Although CNN-based models have shown satisfactory performance in DTA prediction, these models ignore the structural information. They only use sequences (1-dimensional structure) to represent the input molecules, which may miss the critical spatial information to characterize the intrinsic properties of molecules. To solve this problem, graph neural networks (GNNs), which can extract structural features, are widely used in various DTA prediction models [[17], [18], [19], [20], [21], [22]]. For example, DeepGS [23] first proposed a method to learn the interaction between drugs and targets through the local chemical context and topology structure and then extensive experiments on both large and small benchmark datasets demonstrated the competitiveness and superiority of the proposed DeepGS. GraphDTA [19] represented drug features as graphs and adopted some GNNs, like Graph Convolutional Network (GCN), Graph Attention Network (GAT), and Graph Isomorphic Network (GIN), to extract drug features. The results confirm that deep learning models are beneficial for drug-target binding affinity prediction and representing drugs as graphs is beneficial for model performance improvement. Jiang et al. represented compounds as molecular graphs, utilized contact maps to gain protein graphs through protein sequences, and then built GNN networks to obtain feature representation. The experimental results show that representing proteins through contact maps can improve the prediction performance of the model [24].

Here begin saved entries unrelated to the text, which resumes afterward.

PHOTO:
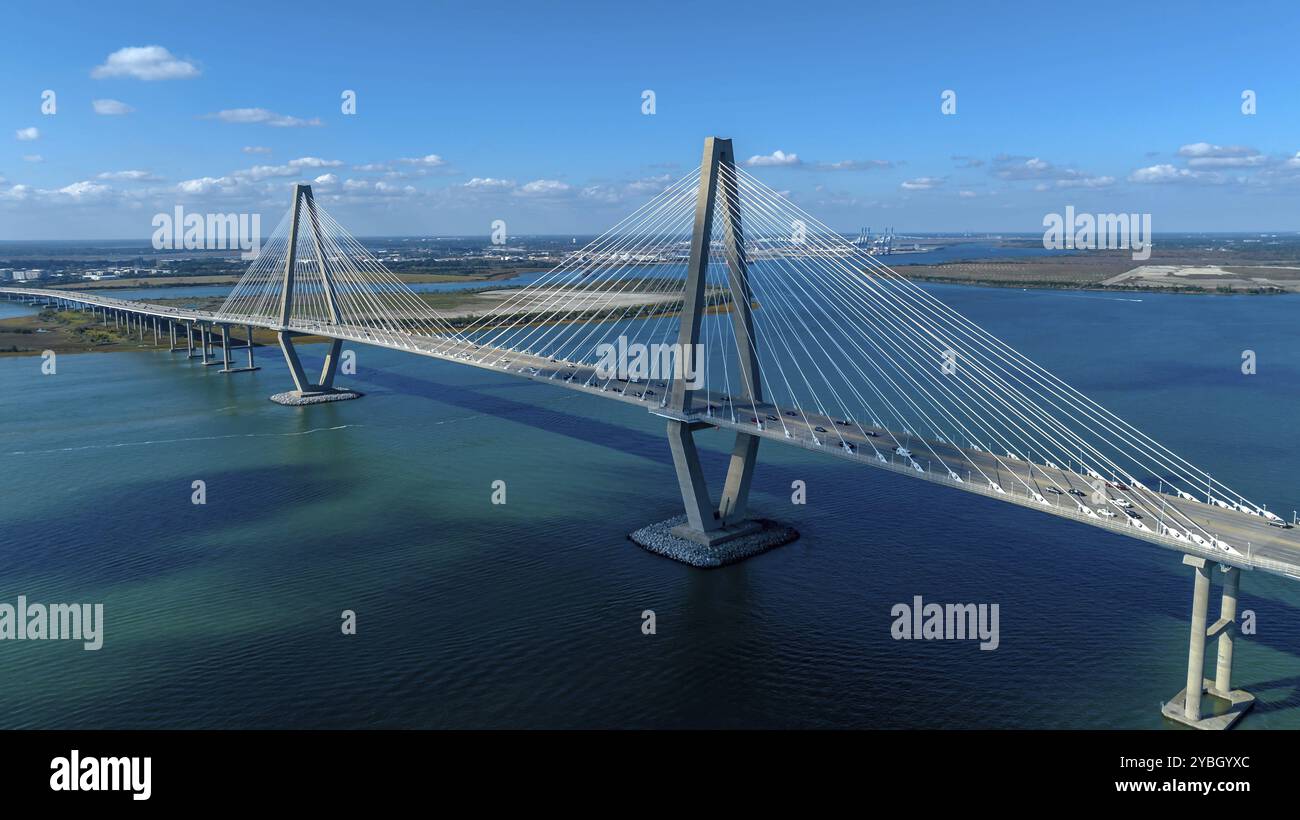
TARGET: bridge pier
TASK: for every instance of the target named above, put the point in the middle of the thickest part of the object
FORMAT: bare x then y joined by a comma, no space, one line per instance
1229,703
304,390
711,536
225,351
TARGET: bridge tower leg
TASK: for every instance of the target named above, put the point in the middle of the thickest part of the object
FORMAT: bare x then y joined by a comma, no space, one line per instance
225,351
1229,704
304,390
713,536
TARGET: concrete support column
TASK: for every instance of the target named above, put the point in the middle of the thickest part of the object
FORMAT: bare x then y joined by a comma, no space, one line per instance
1227,616
740,473
690,477
1196,649
330,365
295,365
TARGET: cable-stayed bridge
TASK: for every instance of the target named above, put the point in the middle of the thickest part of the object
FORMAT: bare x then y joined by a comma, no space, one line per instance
722,304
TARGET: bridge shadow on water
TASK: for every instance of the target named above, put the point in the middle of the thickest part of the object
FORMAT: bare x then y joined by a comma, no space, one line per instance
775,478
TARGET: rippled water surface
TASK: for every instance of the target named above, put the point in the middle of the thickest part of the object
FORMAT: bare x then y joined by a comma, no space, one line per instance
529,614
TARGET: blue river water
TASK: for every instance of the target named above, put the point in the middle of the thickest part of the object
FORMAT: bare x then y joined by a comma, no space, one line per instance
528,614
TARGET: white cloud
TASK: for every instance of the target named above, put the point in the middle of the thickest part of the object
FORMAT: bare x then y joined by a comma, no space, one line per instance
263,116
144,63
1207,150
489,183
204,185
111,108
776,157
429,160
128,176
263,172
85,190
376,189
313,163
1161,173
544,187
922,183
853,165
1086,182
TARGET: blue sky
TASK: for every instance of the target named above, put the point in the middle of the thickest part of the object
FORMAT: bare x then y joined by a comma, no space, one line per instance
532,112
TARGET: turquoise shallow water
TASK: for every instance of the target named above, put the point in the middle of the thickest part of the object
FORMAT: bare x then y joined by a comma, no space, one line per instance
528,614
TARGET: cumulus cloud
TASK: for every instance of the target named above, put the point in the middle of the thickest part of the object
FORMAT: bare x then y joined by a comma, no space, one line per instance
1019,168
1164,173
1204,155
206,185
144,63
775,159
1086,182
489,183
128,176
922,183
294,166
261,116
544,187
429,160
111,108
85,191
853,165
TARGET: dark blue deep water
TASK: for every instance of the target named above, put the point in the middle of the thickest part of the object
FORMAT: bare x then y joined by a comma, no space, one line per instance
529,614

Above all, most of the existing deep learning methods fail to consider the contribution of each drug atom and protein residue to the binding affinity and ignore the information hidden in different layers, which will lead to partial information loss during the feature learning process and cause poor prediction performance. Moreover, when concatenating the learned features of drugs and proteins directly, it may introduce much task-irrelevant information without further optimization. To overcome the above limitations, here we propose GSAML-DTA, an interpretable deep learning framework for predicting drug-target binding affinity. First, we construct drug graphs and protein graphs from drug SMILES (Simplified Molecular Input Line Entry System) strings and protein contact maps, respectively. Next, a hybrid network GAT-GCN with a self-attention mechanism is designed to extract layer-wise structural information from drug and protein graphs. The extracted layer-wise features of the drug and target are fused separately, and then fused features are concatenated to obtain a combined representation of a drug-target pair. Finally, the mutual information principle is applied to the combined representation, and the output is fed into fully connected layers to predict binding affinity. Through comprehensive evaluation on two benchmark datasets, we demonstrate that GSAML-DTA outperforms state-of-the-art methods. Additionally, our model can be employed to identify the important binding atoms and residues that contribute most to DTA prediction, thus providing biological interpretability.